MENDELSSOHN Die erste Walpurgisnacht

Record and Artist Details

Composer or Director: Felix Mendelssohn

Genre:

Orchestral

Label: MDG

Media Format: Super Audio CD

Media Runtime: 64

Mastering:

DDD

Catalogue Number: MDG901 1949-6

MDG9011949-6. MENDELSSOHN Die erste Walpurgisnacht

Tracks:

Composition Artist Credit
Ruy Blas Felix Mendelssohn, Composer
Douglas Boyd, Conductor
Felix Mendelssohn, Composer
Winterthur Musikkollegium Orchestra
(Die) Schöne Melusine Felix Mendelssohn, Composer
Douglas Boyd, Conductor
Felix Mendelssohn, Composer
Winterthur Musikkollegium Orchestra
(The) Hebrides, 'Fingal's Cave' Felix Mendelssohn, Composer
Douglas Boyd, Conductor
Felix Mendelssohn, Composer
Winterthur Musikkollegium Orchestra
(Die) erste Walpurgisnacht Felix Mendelssohn, Composer
Birgit Remmert, Alto
Douglas Boyd, Conductor
Felix Mendelssohn, Composer
Jürg Dürmüller, Tenor
Reinhard Mayr, Bass
Ruben Drole, Baritone
Winterthur Musikkollegium Orchestra
Zürcher Sing-Akademie
It’s already apparent from a very early stage of The Hebrides that Douglas Boyd has thought carefully about instrumental balance in this most painterly of soundscapes. Giving inner voices their head risks a flat-canvas loss of perspective but the big tune (the second subject at 2'00") is prominent enough, every slur and staccato registered with an attention to detail that some will find pedantic.

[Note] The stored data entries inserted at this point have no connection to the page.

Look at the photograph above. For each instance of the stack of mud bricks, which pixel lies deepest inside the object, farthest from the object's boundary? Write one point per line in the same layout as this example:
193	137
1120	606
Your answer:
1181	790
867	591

Where Boyd allows himself latitude is in the ebb and flow of tempi, which not so long ago was identified with Romantically inclined maestros of old; he played oboe for long enough under Abbado and Harnoncourt to know that what matters is what works. The becalmed sea before the new theme at 8'25" is rather stagily achieved, but I enjoyed the counterbalancing determination to allow no slackening of speed or intent at the overture’s abrupt close.

The Fair Melusine and Ruy Blas, which demand less intervention in the shaping of their stories, work better still. For the latter, Boyd has elected the longer and more elaborated of Mendelssohn’s two versions, neither of which corresponds to the corrupt and posthumously published edition heard ubiquitously until Bärenreiter commissioned Christopher Hogwood to do the scholarly legwork. Brandishing fire and brimstone well worthy of Victor Hugo’s original story, John Eliot Gardiner and the LSO are essential listening in the alternative version.

It’s curious that Mendelssohn should have turned up his nose at Hugo’s story when he had so evidently relished putting a match to Christian pieties in Die erste Walpurgisnacht. The bands are bigger, so too the choral vibrato (not to say wobble), in nearly all the older recordings. The orchestra sounds closer to the microphones than in the overtures, a move that brings the instrumental bass into better focus. With the exception of baritone Ruben Drole as a wild and hairy Druid, the soloists are not well matched to the fresh-voiced chorus, whose weight of tone and volume could usefully have been given a helping hand by the engineers. While the new disc is recommendable on its own terms, with a caveat over the soloists, Kurt Masur’s conducting (Berlin Classics, 9/74) is still unmatched for an informed sense of the fun Mendelssohn had when turning Shakesperean fairy music into Goethe’s culture clash, and giving the pagans all the best (indeed, the only) tunes.